La reacción de Pablo Iglesias a la imputación de dos de sus concejales en el Ayuntamiento de Madrid equivale, a efectos de regeneración, a sentarse en DiverXO y que te sirvan fritanga. Uno podría entender que Podemos tratara de justificar la actuación de Carlos Sánchez Mato y de Celia Mayer por un arrebato, por un exceso de celo, por su apasionamiento en la lucha contra la corrupción, aun cuando España, con sus peros, es un país desarrollado del primer mundo y no el bosque de Sherwood.
La realidad es que estos concejales se pulieron 100.000 euros de los madrileños en dos informes solicitados a dedo a otros tantos despachos. Lo hicieron de espaldas a la alcaldesa, acaso porque temían que les parase los pies. Su objetivo era demostrar que el convenio suscrito con el Open de Tenis de Madrid causaba un perjuicio a las arcas municipales, por más que varios estudios de los funcionarios de carrera del Ayuntamiento hubiesen descartado ya tal extremo.
El desenlace ya lo conocen. El juez ha imputado a los intrépidos concejales por los delitos de malversación de fondos públicos y prevaricación. Y lejos de replegar velas, Iglesias los ha presentado ante la opinión pública como víctimas de una cacería política: "Les atacan y les denuncian por investigar la corrupción". Ni siquiera el PP se ha atrevido a tanto con sus Bárcenas e Ignacios González.

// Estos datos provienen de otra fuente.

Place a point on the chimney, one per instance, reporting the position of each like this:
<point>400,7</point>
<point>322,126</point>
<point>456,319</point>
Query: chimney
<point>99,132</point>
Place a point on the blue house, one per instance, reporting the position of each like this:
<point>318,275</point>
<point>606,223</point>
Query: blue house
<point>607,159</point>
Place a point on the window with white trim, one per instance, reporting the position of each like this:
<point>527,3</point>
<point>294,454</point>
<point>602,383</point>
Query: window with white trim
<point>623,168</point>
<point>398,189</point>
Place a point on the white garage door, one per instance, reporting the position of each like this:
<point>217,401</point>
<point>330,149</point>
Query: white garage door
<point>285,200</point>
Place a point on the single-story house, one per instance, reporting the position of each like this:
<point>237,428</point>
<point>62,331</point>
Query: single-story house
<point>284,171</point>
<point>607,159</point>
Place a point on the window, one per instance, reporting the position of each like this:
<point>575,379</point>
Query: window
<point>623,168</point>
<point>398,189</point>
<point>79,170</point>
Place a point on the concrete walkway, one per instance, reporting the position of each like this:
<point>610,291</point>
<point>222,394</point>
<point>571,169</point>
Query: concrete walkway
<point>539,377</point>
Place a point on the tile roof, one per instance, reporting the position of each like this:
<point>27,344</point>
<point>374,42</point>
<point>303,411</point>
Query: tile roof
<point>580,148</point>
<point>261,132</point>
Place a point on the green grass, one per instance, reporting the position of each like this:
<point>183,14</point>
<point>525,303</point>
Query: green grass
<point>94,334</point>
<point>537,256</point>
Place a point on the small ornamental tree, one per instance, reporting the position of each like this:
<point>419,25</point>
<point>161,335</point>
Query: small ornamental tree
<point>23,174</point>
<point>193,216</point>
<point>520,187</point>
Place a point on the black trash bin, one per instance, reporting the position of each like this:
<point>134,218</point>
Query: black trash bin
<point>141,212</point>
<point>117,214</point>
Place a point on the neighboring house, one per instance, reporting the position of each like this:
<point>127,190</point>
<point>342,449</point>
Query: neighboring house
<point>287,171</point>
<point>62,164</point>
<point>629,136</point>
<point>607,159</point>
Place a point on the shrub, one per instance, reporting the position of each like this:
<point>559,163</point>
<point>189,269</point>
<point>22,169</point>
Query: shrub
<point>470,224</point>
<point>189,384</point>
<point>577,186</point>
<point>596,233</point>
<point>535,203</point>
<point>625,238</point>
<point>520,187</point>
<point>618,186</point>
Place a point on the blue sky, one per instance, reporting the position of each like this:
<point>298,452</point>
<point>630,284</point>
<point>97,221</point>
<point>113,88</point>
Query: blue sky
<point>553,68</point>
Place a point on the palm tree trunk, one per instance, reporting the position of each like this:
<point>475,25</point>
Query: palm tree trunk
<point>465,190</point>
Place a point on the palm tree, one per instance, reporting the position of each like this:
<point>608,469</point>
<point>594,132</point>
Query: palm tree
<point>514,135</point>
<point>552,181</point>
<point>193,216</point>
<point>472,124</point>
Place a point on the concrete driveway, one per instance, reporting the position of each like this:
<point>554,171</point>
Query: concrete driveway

Asusta el convencimiento que muestran algunos servidores públicos para imponerse la sagrada misión de hacer justicia aun al margen de la ley, contradicción flagrante donde las haya. La máxima que inspira estos comportamientos vendría a ser "mi verdad me legitima para tal y para cual". Basta echar un vistazo a la Historia para comprobar cuáles son los efectos prácticos de esta tesis. Aunque quizás sea difícil de entender a quien tiene a Cánovas como gran enemigo de la democracia.